[Python-Dev] trunc()

Guido van Rossum guido at python.org
Sun Jan 27 06:18:23 CET 2008


On Jan 26, 2008 2:53 PM, Raymond Hettinger <python at rcn.com> wrote:
[Jeffrey]
> > I've been
> > advocating trunc() under the assumption that int(float) would be
> > deprecated and eliminated as soon as practical
>
> And how much code would break for basically zero benefit?

We'll see.  Jeffrey did say "deprecated" and "as soon as practical". A
-3 warning in 2.6 could do wonders.

> This position is totally nuts.

Hold it right there. You may disagree, but that doesn't make it nuts.

There is actually quite an important signal to the reader that is
present when you see trunc(x) but absent when you see int(x): with
trunc(x), the implication is that x is a (Real) number. With int(x),
you can make no such assumption -- x could be a string, or it could be
a totally different type that happens to define __int__, perhaps a
custom date/time type (I believe mxDateTime supports this).

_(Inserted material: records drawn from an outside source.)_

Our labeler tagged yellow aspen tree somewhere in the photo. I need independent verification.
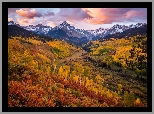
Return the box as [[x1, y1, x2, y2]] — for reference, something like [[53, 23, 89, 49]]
[[58, 66, 64, 78], [95, 74, 102, 84], [85, 77, 90, 87], [63, 65, 70, 80], [117, 84, 122, 95], [134, 98, 141, 105], [73, 75, 79, 83], [73, 62, 84, 85]]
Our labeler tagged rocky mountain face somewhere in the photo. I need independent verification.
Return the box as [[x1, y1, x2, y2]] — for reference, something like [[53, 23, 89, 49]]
[[8, 24, 54, 41], [8, 21, 147, 46], [103, 23, 147, 39], [23, 24, 52, 35]]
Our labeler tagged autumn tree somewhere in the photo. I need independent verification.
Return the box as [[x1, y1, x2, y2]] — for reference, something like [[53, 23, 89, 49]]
[[123, 91, 135, 106], [73, 62, 84, 85], [117, 84, 122, 95]]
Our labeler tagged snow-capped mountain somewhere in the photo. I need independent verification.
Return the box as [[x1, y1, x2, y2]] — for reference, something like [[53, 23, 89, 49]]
[[8, 21, 147, 45], [88, 23, 146, 40], [88, 23, 146, 37], [8, 21, 15, 25], [50, 21, 147, 40], [8, 21, 147, 39], [52, 21, 94, 40], [23, 24, 52, 35], [8, 21, 20, 27]]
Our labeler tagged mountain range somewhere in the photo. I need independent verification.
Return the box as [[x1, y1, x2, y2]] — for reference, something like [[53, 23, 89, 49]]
[[8, 21, 147, 46]]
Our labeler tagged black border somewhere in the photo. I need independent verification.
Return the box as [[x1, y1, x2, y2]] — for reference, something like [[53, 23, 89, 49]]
[[2, 2, 152, 112]]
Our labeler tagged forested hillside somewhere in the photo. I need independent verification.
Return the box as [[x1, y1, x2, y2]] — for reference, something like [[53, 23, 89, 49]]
[[82, 35, 147, 105], [83, 35, 147, 79], [8, 36, 146, 107]]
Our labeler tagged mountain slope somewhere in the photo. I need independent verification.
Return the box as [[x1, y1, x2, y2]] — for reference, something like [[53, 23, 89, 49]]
[[82, 35, 147, 104], [47, 28, 89, 46], [23, 24, 52, 35], [8, 21, 147, 47], [8, 25, 54, 41], [103, 24, 147, 39], [8, 37, 146, 107]]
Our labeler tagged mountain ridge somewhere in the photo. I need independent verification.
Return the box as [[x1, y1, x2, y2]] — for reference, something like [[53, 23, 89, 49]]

> There is *nothing* wrong with int() as it stands now.  Nobody has
> problems with it.  The tools is ubiquitous in other languages,

Talk to C++ experts. They have a huge beef with C's confusing use of
casts for two different purposes: reinterpretation of the same bit
pattern vs. value conversion. Python problem isn't quite the same, but
I still really wish I had followed Pascal's lead instead of C's here:
Pascal requires you to use trunc() to convert a real to an integer.
(BTW Pascal also had the division operator right, unlike C, and we're
finally fixing this in Py3k by following Pascal's nearly-40-year-old
lead.) If we had done it that way, we wouldn't have had to introduce
the index() builtin and the corresponding infrastructure (__index__
and a whole slew of C APIs).

> spreadsheets, and calculators.

I don't think that Excel should be held up as a shining example for
Python. At least, that would be quite a change.